While the study is of interest to the community, two critical points need to be addressed before it can be considered for publication:
1) No code or training dataset is made directly available, which significantly hinders the reproducibility of the study and the reuse of the model for operational or research purposes. This is particularly regrettable given that dedicated portals would allow this with minimal effort. For example, the Sylva/AutoPollen data portal or the Zenodo repository could be used for the training datasets, and GitHub could be used for the code. The issue is exacerbated by the lack of information on model training and architecture.
2) The benchmark model (“old model”) shows reasonable correlations with reference measurements, but there are massive scaling issues (Figure 3). This could be related to issues when applying scaling factors used for converting raw events to concentrations, as different versions of the Swisens Poleno software have been known to circulate. I strongly recommend that the authors double-check how scaling is applied when using the benchmark model, as this has a dramatic effect on the metrics for exposure class determination (leading to the old model systematically overestimating classes), the RMSE, and consequently the conclusions of the paper.

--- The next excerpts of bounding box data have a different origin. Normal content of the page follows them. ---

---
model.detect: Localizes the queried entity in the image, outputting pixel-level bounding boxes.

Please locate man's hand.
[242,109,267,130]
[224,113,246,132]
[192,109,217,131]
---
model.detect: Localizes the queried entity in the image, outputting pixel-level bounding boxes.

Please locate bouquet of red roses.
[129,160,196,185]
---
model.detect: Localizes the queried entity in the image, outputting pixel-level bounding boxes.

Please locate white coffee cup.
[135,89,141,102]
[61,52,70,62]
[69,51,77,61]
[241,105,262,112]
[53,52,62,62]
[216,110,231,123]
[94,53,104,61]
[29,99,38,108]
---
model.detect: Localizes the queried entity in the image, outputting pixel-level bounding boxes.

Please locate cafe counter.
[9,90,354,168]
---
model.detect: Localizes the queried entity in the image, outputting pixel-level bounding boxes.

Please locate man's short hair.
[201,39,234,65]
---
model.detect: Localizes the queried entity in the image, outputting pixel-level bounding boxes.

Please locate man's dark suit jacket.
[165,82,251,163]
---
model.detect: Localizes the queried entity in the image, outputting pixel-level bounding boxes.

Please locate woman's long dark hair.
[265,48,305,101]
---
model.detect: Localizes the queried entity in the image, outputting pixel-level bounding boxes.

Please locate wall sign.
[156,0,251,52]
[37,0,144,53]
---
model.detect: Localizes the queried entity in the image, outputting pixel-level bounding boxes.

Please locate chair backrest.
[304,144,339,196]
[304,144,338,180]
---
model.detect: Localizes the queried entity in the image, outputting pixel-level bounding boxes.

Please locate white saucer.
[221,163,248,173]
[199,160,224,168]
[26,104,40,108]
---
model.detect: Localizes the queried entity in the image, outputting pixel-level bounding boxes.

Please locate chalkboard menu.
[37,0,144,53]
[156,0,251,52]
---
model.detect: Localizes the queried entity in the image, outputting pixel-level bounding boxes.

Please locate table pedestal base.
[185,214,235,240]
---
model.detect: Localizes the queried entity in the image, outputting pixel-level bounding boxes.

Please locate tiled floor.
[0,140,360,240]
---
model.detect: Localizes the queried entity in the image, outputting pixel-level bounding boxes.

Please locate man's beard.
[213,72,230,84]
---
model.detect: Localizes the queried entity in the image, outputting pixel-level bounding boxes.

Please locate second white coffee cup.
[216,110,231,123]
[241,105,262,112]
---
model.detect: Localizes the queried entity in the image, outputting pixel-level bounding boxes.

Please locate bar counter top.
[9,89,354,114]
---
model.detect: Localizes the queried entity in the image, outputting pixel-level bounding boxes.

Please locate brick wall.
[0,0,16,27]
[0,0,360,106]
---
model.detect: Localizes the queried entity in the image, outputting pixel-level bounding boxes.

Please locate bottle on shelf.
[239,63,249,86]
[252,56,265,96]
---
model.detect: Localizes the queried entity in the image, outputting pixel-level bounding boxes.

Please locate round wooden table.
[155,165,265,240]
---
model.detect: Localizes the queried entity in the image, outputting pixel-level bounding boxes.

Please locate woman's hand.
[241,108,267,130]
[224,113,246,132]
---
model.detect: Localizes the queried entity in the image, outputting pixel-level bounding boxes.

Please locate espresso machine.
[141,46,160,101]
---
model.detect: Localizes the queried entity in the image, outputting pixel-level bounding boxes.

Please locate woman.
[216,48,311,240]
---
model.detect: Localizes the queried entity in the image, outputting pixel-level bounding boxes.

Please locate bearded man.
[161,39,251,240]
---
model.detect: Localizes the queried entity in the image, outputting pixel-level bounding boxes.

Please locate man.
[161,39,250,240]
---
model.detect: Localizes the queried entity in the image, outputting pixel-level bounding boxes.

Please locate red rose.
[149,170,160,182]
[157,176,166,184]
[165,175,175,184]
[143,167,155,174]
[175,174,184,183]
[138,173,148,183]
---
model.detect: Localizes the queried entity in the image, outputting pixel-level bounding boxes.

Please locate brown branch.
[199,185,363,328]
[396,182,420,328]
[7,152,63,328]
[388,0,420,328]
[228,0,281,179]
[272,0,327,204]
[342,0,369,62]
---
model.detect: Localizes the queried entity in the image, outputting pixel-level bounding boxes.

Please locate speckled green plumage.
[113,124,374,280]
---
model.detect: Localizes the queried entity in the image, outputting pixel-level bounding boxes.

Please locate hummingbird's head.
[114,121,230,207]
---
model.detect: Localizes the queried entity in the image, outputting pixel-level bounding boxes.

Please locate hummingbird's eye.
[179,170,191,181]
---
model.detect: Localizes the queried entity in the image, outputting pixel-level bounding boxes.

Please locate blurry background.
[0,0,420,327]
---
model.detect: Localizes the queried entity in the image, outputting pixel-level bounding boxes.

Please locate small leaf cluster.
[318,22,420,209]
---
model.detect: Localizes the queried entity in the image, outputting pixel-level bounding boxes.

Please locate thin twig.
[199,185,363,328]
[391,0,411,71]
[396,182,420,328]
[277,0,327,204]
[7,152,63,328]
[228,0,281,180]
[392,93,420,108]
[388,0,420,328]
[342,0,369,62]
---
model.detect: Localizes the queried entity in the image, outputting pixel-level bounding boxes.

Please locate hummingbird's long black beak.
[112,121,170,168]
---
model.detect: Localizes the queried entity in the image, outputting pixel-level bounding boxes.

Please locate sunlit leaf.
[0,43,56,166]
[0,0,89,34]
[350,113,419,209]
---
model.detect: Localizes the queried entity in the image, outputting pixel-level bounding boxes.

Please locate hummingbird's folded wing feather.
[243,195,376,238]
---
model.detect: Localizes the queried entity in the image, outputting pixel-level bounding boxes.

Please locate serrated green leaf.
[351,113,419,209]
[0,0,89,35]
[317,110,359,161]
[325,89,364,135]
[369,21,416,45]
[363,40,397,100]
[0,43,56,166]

In addition to those main points, here are my other comments and suggestions in the order as they appear in the manuscript:
Line 71: “advanced instrument” I suggest removing “advanced” as this adds no information per se.
Line 75: “detections” remove “s”
Line 76: remove “advanced”
Line 81-82: Which “reference pollen database” are the authors referring to? How can this database be accessed?

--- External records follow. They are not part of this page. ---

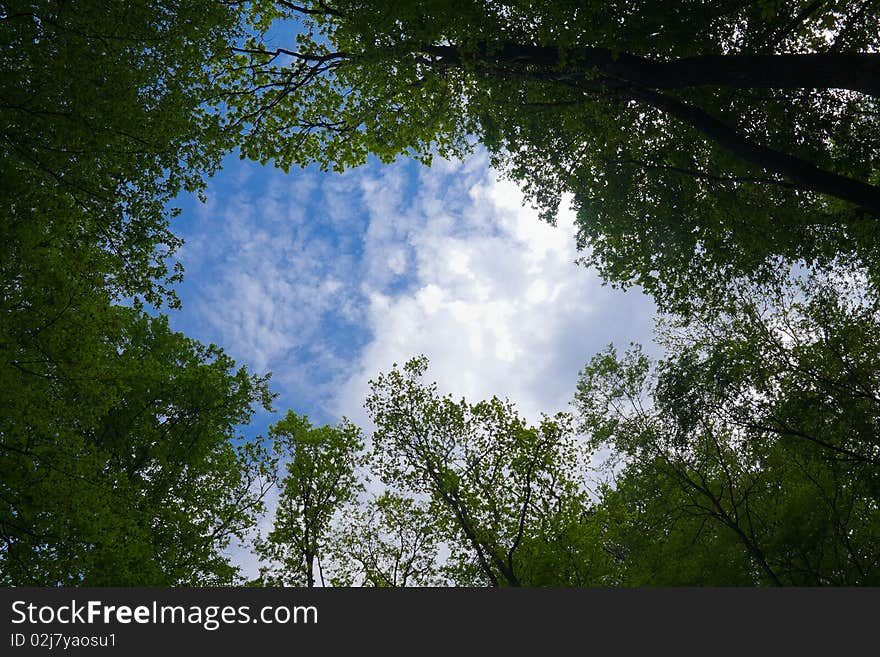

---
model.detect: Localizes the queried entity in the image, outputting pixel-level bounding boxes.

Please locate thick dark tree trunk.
[422,43,880,97]
[631,90,880,215]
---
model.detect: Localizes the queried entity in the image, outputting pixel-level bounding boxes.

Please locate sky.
[170,147,654,574]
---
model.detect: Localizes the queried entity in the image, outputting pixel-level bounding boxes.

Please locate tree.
[0,0,248,308]
[328,491,444,588]
[224,0,880,305]
[0,308,271,586]
[576,264,880,585]
[0,0,271,585]
[254,411,363,587]
[365,357,604,586]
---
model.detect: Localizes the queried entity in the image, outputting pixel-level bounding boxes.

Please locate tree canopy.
[224,0,880,304]
[0,0,271,586]
[0,306,271,586]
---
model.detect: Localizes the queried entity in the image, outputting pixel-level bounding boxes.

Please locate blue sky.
[170,145,654,576]
[171,152,654,434]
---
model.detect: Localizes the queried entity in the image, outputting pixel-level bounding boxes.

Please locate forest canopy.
[0,0,880,587]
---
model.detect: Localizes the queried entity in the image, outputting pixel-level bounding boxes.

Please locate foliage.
[365,357,612,586]
[328,491,444,588]
[0,0,242,304]
[223,0,880,309]
[254,411,363,587]
[0,304,271,586]
[576,266,880,585]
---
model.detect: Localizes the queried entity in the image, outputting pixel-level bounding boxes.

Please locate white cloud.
[334,158,654,423]
[189,150,654,576]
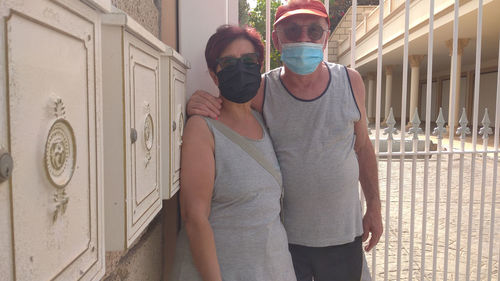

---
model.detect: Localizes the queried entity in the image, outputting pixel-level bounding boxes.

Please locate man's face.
[273,15,329,46]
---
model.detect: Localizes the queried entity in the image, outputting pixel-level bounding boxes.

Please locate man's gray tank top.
[171,112,296,281]
[263,62,363,247]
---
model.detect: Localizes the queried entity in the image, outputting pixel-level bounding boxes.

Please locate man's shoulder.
[325,61,347,72]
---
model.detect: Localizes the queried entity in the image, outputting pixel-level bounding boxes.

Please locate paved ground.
[367,134,500,280]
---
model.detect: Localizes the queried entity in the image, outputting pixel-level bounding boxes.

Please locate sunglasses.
[215,53,259,69]
[279,23,327,42]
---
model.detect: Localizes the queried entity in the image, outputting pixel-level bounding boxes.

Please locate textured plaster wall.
[111,0,160,38]
[103,212,163,281]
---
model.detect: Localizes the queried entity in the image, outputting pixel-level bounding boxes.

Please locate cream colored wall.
[328,6,375,62]
[160,0,178,48]
[111,0,160,37]
[99,0,178,281]
[103,215,163,281]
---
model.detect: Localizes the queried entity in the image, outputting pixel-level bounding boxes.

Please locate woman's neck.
[219,99,253,121]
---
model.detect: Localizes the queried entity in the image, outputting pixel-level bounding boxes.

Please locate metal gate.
[340,0,500,280]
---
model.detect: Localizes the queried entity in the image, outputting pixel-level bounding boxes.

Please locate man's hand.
[186,90,222,119]
[362,208,384,252]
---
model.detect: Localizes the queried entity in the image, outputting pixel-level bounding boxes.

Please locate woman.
[172,26,296,281]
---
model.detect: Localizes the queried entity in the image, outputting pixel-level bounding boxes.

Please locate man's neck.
[281,62,330,100]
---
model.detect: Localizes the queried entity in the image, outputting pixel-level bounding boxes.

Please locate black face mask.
[217,61,261,103]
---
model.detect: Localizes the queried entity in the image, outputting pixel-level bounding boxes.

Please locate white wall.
[179,0,238,98]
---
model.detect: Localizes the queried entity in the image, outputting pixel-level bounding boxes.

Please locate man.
[187,0,383,281]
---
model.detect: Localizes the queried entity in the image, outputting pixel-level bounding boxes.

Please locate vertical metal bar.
[408,136,418,281]
[443,0,460,281]
[323,0,330,61]
[488,34,500,280]
[420,0,434,281]
[266,0,271,72]
[465,0,482,279]
[397,0,410,280]
[375,0,384,154]
[372,0,387,280]
[476,120,488,280]
[384,149,392,281]
[351,0,358,68]
[432,133,443,281]
[456,126,465,281]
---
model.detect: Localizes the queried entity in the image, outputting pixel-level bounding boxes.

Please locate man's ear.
[209,70,219,87]
[323,30,330,51]
[272,30,281,53]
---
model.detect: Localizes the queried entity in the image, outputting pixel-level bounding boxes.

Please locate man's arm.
[348,69,383,251]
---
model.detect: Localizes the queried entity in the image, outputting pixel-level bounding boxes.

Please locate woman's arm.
[180,116,222,281]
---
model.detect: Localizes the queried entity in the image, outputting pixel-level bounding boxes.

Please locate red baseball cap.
[273,0,330,27]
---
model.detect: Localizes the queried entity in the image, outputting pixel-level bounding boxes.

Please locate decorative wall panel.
[0,0,104,280]
[103,13,165,250]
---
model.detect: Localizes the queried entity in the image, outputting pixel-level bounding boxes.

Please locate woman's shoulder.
[183,115,213,143]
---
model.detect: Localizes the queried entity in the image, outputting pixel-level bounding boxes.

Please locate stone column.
[366,73,375,122]
[436,77,443,111]
[384,65,393,120]
[408,55,424,122]
[446,38,470,126]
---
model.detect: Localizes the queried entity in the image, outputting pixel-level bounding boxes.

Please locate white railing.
[258,0,500,281]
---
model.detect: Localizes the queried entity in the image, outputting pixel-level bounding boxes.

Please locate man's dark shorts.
[289,236,363,281]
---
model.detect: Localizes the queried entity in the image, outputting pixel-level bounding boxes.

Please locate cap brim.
[273,9,328,26]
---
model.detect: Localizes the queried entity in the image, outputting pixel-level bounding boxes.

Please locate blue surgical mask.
[281,42,323,75]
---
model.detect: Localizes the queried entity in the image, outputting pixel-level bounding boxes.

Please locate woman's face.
[216,38,255,75]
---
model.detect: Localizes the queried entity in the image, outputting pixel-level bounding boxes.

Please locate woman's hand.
[186,90,222,119]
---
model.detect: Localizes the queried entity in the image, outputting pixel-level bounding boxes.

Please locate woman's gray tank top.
[171,112,296,281]
[263,63,363,247]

Line 92: “These tree species” If I understand correctly you work at genus level throughout the paper. I thus suggest to use “genera” instead of “species”.
Line 109-111: Maybe compare hourly correlations you obtain with the results from Chappuis et al. 2020, Aerobiologia for a different automatic pollen monitor.

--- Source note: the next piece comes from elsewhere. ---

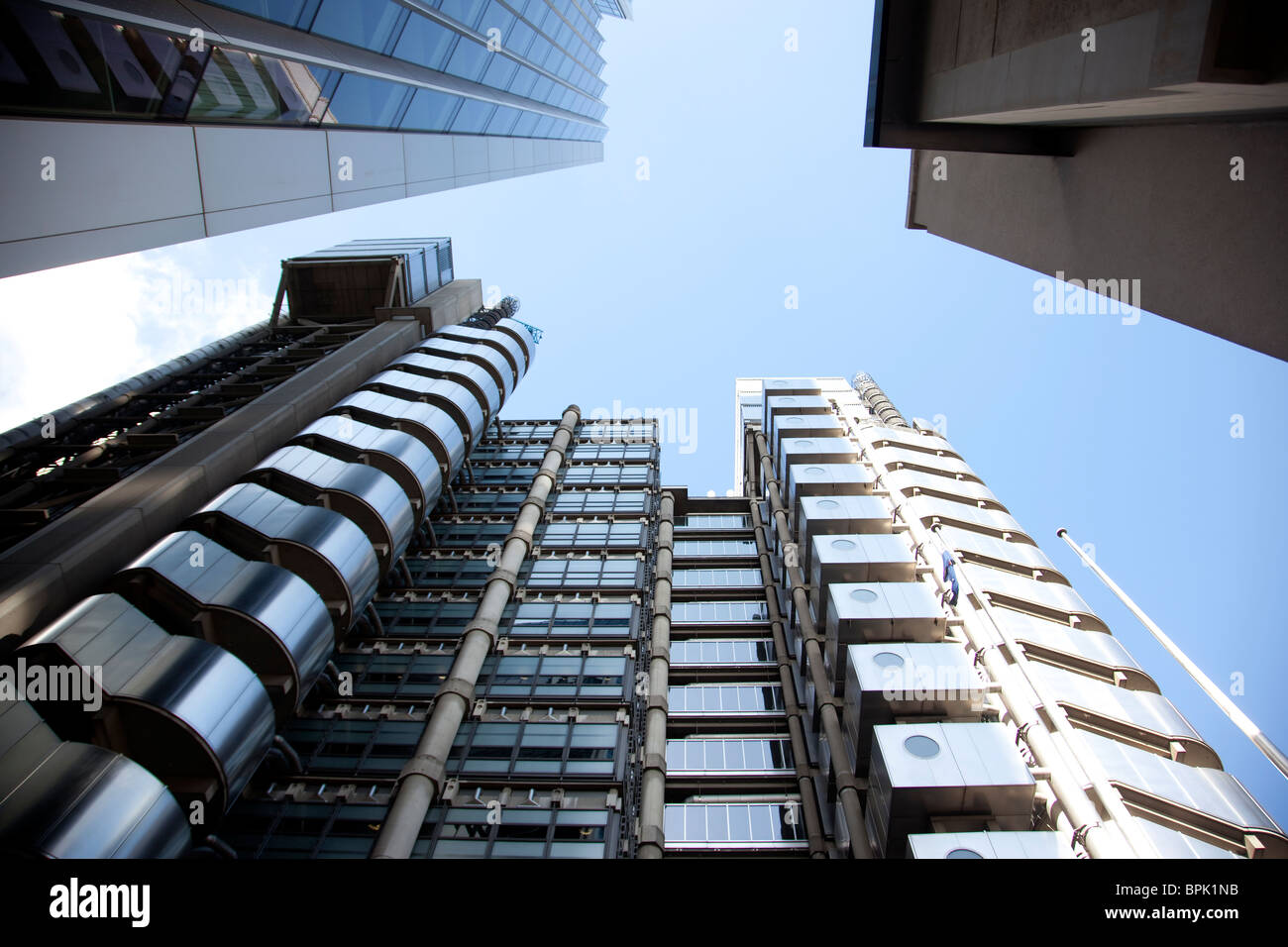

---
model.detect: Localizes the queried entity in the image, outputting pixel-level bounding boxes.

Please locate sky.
[0,0,1288,826]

Line 119: “20 meters” what about surrounding buildings height /height of the urban layer if any.
Line 132: “airborne cytometer” to be replaced by “airflow cytometer”
Line 157-158: Why were Poaceae, particularly important for respiratory allergies disregarded in the study?
Line 221: How was the size of the buffer determined ?
Line 265: “Cruozy” -> “Crouzy”
Line 324: “Polleno” takes one “l”, check throughout the manuscript as this appears one more time on line 413.
Figure 3: I suggest to use a capital letter in front of each genus name
Line 340, 348 and 352: the massive RMSE differences might be related to improper scaling.
Figure 5, 7 and the S1 to S5 should be made self-contained by the caption for the reader to understand all the symbols used and different metrics represented.
Line 501-510: the case of rainfall could be discussed in more details as the result is a bit counter intuitive (rainfall is expected to scavenge airborne pollen).
Table 2: the results on PBL are interesting but again counter intuitive, how could that be explained? One might expect a compression effect.
Line 544 “Dissucion” typo
Whole discussion: correlation vs. causality issues, for example “crucial” Line 642, “stronger effect” Line 658, “influential” Line 660, “responsive”
Line 674 or “shaping “ Line 690”.
Line 717: Pine pollen might not be relevant for allergies.